I am pretty good at creating an outline. I sort of excelled at making them. Then came a period when I stopped doing outlines and just wrote on the fly. Most of my scripts during film school were produced without any kind of outline beforehand. Since I’ve been working on a manuscript, though, I’ve depended heavily on an outline. It’s reassuring.
I had never written a character sketch before film school. Those classes taught me how important it was to know your (main) characters’ ins-and-outs. What they want, what they like, what they look like, where they come from, everything. After I started getting into that habit, writing my characters became much easier. They really did seem to start writing themselves, and for the most part, I was okay with that.
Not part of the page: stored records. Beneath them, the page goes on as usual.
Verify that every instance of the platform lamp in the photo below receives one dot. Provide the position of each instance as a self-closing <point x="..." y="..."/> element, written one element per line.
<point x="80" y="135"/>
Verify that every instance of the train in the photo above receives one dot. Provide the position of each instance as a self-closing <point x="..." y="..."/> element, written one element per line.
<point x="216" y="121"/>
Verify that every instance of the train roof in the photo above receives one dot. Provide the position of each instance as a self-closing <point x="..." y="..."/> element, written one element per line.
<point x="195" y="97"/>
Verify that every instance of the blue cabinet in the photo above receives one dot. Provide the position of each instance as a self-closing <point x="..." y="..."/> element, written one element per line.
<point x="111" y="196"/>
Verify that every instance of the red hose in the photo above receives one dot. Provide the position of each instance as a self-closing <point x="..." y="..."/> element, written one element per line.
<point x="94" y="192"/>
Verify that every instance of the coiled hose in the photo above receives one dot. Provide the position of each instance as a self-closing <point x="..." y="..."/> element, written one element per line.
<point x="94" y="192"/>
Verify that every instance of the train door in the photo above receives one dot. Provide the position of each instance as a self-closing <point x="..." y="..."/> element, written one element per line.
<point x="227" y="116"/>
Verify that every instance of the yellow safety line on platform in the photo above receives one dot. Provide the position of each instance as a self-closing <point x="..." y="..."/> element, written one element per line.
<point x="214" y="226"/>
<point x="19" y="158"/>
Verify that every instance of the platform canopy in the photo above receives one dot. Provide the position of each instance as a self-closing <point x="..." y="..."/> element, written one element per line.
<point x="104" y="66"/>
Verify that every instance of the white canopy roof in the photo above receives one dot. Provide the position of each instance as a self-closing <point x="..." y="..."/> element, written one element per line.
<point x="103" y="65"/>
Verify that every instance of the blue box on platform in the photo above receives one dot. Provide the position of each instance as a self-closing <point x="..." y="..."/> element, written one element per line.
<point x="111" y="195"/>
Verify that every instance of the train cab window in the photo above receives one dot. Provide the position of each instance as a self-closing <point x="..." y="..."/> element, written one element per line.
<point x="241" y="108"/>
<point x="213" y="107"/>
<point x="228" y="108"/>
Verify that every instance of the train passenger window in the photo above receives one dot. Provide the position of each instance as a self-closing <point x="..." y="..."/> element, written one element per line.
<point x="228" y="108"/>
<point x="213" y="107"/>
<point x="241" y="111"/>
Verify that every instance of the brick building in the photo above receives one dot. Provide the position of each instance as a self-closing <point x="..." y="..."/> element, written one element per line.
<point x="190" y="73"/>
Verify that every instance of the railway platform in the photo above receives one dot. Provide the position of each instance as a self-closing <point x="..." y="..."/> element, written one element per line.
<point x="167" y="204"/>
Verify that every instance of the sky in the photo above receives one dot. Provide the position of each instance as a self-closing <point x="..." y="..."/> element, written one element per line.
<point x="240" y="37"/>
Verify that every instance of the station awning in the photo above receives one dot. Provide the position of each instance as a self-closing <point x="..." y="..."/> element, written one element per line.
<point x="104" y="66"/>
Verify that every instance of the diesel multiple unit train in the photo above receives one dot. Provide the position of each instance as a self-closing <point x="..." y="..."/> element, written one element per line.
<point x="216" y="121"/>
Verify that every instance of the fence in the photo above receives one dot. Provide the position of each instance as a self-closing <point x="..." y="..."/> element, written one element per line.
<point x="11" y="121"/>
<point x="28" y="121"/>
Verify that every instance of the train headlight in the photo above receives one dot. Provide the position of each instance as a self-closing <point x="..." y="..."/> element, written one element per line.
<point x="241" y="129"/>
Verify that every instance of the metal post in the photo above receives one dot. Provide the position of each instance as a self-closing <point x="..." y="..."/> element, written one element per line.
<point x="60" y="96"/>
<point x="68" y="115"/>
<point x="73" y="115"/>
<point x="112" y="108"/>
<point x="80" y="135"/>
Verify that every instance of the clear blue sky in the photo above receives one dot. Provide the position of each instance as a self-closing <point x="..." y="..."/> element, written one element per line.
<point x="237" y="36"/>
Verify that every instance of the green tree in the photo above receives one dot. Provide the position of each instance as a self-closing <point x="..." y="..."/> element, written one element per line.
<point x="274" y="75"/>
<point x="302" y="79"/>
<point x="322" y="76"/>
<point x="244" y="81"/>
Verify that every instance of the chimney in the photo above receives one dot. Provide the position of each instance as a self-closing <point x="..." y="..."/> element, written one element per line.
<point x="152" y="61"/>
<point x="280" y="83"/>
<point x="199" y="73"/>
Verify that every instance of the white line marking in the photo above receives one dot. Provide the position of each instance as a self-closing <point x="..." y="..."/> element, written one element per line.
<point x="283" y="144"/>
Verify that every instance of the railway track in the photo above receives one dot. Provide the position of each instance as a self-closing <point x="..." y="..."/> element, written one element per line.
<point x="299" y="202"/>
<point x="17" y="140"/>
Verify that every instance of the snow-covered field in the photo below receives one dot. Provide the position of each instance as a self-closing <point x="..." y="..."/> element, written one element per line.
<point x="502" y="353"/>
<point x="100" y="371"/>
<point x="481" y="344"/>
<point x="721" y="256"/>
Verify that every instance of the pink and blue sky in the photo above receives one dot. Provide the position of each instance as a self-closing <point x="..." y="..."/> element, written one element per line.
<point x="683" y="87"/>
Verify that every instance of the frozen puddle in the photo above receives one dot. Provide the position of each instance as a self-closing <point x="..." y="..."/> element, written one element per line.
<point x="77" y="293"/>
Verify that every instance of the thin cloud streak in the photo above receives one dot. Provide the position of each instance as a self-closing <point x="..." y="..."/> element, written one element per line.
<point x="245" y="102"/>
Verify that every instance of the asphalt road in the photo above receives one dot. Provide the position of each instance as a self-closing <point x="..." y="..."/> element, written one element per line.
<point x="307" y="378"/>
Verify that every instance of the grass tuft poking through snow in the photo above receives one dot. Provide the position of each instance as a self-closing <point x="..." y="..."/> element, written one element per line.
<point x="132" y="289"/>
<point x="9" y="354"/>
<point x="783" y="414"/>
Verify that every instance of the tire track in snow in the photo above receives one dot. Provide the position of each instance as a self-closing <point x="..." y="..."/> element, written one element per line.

Sometimes, though, your character goes off on a tangent you didn’t expect and you’re not really sure you like. It’s happened to me a couple times. A few of the characters in my book have taken unexpected turns. Maybe it’s best for the story. It definitely seems like the most organic result. I’m working with a writing buddy on a script, and we’ve been surprised a couple times by our characters. It’s not a terrible thing. But it may require some adjustments to the story elsewhere.
On another topic.
Unfortunately, time got away from me, and I didn’t accomplish everything I wanted to get done with my search for an agent. I did lock in two choices, but as I reviewed my query letter again, I somehow turned it into a mess. Not sure how. But I did. It’s a mess. So I’m definitely going to spend the next few days trying to work that out. One of the agents I’m going to query also requires a synopsis. I have one, but it’s not very good. It meets the basic requirements. It synopsizes the story by scenes, but it’s not really a compelling read, and I think a good synopsis needs to also communicate my writing style. So… that’s gonna take a little work, too.
So new goal for the end of this week! Finish my new query letter. Send it out to at least one agent–the one that doesn’t require the synopsis.